La société Deinove met au point un biocarburant grâce à une bactérie aux propriétés idéales pour les industriels.

La société Deinove met au point un biocarburant grâce à une bactérie aux propriétés idéales pour les industriels. - -

La société, qui met au point un biocarburant économique conçu grâce à une bactérie vieille de milliards d'années, va toucher 6 millions d'euros de l'Etat au titre des investissements d'avenir.

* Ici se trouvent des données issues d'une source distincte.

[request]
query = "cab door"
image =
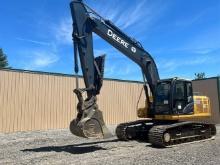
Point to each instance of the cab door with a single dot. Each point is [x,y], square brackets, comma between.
[182,97]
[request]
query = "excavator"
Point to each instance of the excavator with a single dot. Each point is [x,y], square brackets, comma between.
[171,114]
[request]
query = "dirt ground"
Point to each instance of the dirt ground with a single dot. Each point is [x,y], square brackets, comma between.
[61,147]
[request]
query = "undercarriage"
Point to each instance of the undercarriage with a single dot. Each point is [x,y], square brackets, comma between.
[165,133]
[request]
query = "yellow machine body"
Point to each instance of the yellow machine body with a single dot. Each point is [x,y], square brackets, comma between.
[202,109]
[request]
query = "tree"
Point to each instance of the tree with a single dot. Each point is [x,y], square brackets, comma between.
[3,60]
[199,75]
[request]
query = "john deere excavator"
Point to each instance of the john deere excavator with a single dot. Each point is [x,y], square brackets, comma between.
[170,109]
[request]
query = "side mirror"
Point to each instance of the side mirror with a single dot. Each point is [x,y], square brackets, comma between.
[189,99]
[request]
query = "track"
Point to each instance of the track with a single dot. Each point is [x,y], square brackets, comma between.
[165,134]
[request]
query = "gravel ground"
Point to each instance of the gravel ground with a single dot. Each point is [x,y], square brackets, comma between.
[61,147]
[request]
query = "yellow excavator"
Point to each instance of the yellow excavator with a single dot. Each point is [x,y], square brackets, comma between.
[170,109]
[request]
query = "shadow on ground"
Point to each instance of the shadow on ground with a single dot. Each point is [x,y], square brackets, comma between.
[73,149]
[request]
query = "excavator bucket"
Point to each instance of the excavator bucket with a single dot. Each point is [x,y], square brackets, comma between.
[90,125]
[89,122]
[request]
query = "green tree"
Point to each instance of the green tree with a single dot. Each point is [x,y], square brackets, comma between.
[3,60]
[199,75]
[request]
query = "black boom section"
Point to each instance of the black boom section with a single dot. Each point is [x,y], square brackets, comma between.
[86,21]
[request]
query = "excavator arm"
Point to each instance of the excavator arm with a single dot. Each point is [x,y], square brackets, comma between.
[89,121]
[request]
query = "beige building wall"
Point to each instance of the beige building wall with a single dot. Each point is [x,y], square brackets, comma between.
[33,101]
[40,101]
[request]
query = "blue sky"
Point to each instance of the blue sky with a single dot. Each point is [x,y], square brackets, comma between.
[183,36]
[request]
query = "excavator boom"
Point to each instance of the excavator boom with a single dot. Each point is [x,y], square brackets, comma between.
[89,121]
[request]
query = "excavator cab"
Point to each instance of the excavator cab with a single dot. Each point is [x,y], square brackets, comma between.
[174,97]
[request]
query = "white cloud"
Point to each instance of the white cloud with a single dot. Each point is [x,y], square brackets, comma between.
[34,41]
[37,59]
[63,31]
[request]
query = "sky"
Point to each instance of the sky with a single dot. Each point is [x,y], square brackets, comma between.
[183,36]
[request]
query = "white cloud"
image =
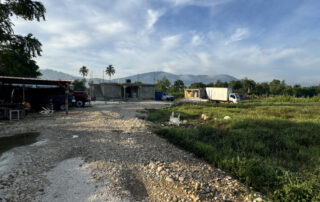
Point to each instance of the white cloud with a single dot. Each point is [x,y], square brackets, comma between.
[204,3]
[112,28]
[153,17]
[238,35]
[123,33]
[170,42]
[196,40]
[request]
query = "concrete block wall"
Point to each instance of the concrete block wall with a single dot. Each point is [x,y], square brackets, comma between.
[147,92]
[111,91]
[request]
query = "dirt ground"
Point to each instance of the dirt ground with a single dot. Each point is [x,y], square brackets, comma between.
[105,153]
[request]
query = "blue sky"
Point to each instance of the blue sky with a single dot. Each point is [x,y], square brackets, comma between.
[258,39]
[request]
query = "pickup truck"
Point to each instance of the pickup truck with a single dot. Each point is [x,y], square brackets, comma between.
[167,97]
[81,98]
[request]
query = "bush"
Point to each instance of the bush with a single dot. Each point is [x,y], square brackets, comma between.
[274,149]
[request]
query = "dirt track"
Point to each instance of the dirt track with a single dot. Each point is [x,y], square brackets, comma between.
[105,153]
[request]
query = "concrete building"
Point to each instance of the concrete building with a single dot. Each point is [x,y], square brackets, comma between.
[198,93]
[122,91]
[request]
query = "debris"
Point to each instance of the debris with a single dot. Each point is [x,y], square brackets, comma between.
[204,117]
[174,120]
[46,111]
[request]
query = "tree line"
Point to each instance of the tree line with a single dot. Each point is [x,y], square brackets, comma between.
[80,85]
[249,86]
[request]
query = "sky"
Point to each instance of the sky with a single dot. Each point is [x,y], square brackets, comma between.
[258,39]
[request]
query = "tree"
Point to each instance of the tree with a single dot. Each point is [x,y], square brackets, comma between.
[16,51]
[235,85]
[163,85]
[211,84]
[248,84]
[197,85]
[79,85]
[178,85]
[84,71]
[110,71]
[277,87]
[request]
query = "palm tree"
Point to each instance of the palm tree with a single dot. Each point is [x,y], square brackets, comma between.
[84,71]
[110,71]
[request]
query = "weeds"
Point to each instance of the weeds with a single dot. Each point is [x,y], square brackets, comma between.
[273,147]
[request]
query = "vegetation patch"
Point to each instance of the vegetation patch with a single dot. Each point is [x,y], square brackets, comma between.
[273,147]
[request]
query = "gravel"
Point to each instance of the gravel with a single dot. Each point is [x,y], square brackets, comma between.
[106,153]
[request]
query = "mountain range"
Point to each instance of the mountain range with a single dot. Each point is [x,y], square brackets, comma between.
[148,78]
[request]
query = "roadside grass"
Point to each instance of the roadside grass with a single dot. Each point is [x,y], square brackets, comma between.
[273,147]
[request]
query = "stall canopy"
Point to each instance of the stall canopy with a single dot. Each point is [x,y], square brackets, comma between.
[27,82]
[32,81]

Et si la clé de l'indépendance énergétique se trouvait dans une bactérie vieille de 4 milliards d'années? C'est le pari que fait Deinove, une société française spécialisée dans les technologies vertes, dont le nouveau directeur général, Emmanuel Petiot, était sur BFM Business ce mercredi 13 novembre (vidéo ci-dessous).

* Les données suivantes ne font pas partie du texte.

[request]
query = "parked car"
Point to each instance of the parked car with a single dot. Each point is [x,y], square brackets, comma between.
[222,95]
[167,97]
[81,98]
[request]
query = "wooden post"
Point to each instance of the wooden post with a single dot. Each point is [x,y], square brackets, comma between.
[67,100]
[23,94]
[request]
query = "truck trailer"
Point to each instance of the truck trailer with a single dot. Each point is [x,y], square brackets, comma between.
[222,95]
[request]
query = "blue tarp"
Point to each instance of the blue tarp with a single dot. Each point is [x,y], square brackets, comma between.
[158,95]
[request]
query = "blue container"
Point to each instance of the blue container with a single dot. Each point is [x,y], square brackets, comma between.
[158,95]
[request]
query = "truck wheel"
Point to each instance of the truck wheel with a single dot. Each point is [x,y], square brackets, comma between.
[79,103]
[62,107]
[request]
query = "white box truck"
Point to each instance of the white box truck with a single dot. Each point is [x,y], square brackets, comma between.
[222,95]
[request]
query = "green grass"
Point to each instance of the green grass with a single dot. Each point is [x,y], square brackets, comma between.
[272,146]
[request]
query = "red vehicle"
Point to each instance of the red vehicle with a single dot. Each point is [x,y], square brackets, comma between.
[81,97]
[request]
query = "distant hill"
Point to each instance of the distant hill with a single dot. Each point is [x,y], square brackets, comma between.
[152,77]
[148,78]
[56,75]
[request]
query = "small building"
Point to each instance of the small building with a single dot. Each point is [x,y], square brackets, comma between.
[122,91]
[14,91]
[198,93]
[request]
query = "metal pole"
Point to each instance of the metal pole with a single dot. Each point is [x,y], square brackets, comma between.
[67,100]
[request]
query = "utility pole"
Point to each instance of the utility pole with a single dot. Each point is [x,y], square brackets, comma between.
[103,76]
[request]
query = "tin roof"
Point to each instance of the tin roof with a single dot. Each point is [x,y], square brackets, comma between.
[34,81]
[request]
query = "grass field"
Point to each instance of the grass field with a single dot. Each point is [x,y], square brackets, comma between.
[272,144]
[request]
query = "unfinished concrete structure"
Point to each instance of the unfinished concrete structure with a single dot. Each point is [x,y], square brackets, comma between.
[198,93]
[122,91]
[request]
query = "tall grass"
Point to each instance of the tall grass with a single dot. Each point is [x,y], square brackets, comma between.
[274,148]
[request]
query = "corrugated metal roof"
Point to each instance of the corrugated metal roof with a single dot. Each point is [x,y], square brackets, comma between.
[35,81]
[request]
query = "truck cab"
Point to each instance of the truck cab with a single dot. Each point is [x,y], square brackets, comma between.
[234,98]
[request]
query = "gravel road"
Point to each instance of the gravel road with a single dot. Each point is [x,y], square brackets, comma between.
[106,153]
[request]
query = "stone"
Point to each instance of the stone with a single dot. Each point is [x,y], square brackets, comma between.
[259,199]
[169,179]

La société vient d'obtenir 6 millions d'euros de financement du gouvernement au titre des investissements d'avenir. Le ministre du Redressement productif, Arnaud Montebourg, s'en est félicité ce mercredi 13 novembre.

Le pari de cette "cleantech": produire des biocarburants à moindre coût. Les scientifiques ont trouvé un petit nom à l'organisme utilisé pour y parvenir: "Conan la bactérie".

Le déinocoque est plutôt du genre coriace. Issu du fond des âges, cet organisme a survécu 4 milliards d'années. Températures extrêmes, manipulations chimiques: rien n'altère ses propriétés. Il est même capable de se reconstituer après avoir subi des radiations.

C'est comme cela qu'on l'a découvert, lorsque dans les années 50, un chercheur américain irradie des boîtes de corned beef pour tenter de les stériliser. Rien à faire, la bactérie survit.

Cette quasi-invulnérabilité, c'est un rêve d'industriel, notamment dans les biocarburants. Pour produire du bioéthanol, on utilise normalement de la levure, qui résiste mal à la chaleur.

Le déinocoque, blindé comme un char d'assaut, est un substitut idéal pour produire des biocarburants plus performants et plus respectueux de l'environnement.

Il est par ailleurs vorace. Plus besoin d'utiliser les précieuses productions de blé ou de betteraves, la bactérie digère toutes sortes de déchets agricoles, qu'ils s'agissent de résidus de bois, de feuilles ou de racines.

Dernier avantage, malgré un nom un peu anxiogène, le déinocoque est parfaitement inoffensif. D'ailleurs ses champs d'application s'étendent au-delà du carburant. La société envisage de l'utiliser pour de nouveaux antibiotiques par exemple.